CONAN O'BRIEN, HOST: Now, what about … you talk in the book about geothermal energy…
AL GORE, NOBEL LAUREATE: Yeah, yeah.
O'BRIEN: …and that is, as I understand it, using the heat that's generated from the core of the earth …
O'BRIEN: …to create energy, and it sounds to me like an evil plan by Lex Luthor to defeat Superman. Can you, can you tell me, is this a viable solution, geothermal energy?
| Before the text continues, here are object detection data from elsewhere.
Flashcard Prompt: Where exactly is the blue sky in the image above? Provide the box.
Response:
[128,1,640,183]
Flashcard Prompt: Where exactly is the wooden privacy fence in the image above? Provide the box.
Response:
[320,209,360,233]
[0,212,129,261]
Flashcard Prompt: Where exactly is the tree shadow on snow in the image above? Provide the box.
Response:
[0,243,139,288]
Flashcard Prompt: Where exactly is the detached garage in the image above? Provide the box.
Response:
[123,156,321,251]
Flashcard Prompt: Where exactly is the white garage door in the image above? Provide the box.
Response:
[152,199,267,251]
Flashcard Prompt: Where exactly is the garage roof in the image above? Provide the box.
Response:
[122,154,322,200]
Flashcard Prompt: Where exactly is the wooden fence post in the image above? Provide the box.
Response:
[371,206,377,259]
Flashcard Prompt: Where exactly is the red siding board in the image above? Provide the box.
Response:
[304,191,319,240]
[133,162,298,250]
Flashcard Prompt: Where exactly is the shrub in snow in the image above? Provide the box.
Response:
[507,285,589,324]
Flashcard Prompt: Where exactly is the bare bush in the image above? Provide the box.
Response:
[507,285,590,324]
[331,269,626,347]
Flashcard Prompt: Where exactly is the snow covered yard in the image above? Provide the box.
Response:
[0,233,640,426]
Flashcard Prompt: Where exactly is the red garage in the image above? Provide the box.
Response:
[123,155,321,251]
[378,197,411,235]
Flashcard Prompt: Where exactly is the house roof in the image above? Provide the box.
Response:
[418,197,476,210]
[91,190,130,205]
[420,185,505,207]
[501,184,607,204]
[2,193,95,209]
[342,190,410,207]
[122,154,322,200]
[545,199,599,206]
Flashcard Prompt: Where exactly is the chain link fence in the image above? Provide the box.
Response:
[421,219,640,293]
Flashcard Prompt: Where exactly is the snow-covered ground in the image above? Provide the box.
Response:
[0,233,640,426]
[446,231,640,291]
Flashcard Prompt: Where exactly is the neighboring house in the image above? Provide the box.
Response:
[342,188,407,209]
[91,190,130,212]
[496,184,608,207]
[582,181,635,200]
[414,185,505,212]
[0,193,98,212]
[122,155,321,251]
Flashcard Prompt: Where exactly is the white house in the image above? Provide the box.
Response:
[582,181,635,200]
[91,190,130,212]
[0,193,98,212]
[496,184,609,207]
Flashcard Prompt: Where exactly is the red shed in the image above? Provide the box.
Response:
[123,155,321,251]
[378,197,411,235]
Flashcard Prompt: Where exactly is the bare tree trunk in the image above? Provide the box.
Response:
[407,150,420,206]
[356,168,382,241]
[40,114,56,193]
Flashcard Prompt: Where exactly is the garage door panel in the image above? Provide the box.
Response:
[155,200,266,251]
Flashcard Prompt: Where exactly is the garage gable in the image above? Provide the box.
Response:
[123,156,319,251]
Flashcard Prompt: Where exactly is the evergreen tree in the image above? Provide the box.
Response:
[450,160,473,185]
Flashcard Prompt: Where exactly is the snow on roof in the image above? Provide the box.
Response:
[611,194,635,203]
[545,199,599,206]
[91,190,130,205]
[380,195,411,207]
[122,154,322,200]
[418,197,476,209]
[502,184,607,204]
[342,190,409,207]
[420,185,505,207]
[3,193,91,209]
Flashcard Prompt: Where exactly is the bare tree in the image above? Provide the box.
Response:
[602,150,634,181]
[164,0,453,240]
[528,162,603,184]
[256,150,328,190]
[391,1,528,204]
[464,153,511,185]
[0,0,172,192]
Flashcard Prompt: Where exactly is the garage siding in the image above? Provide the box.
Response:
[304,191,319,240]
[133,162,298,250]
GORE: It definitely is, and it's a relatively new one. People think about geothermal energy – when they think about it at all – in terms of the hot water bubbling up in some places, but two kilometers or so down in most places there are these incredibly hot rocks, 'cause the interior of the earth is extremely hot, several million degrees, and the crust of the earth is hot …
Further in the article:
On Tuesday, National Review’s John Derbyshire noted:
The geothermal gradient is usually quoted as 25-50 degrees Celsius per mile of depth in normal terrain (not, e.g., in the crater of Kilauea). Two kilometers down, therefore, (that’s a mile and a quarter if you’re not as science-y as Al) you’ll have an average gain of 30-60 degrees – exploitable for things like home heating, though not hot enough to make a nice pot of tea. The temperature at the earth’s core, 4,000 miles down, is usually quoted as 5,000 degrees Celsius, though these guys claim it’s much less, while some contrarian geophysicists have posted claims up to 9,000 degrees. The temperature at the surface of the Sun is around 6,000 degrees Celsius, while at the center, where nuclear fusion is going on bigtime, things get up over 10 million degrees.
If the temperature anywhere inside the earth was “several million degrees,” we’d be a star.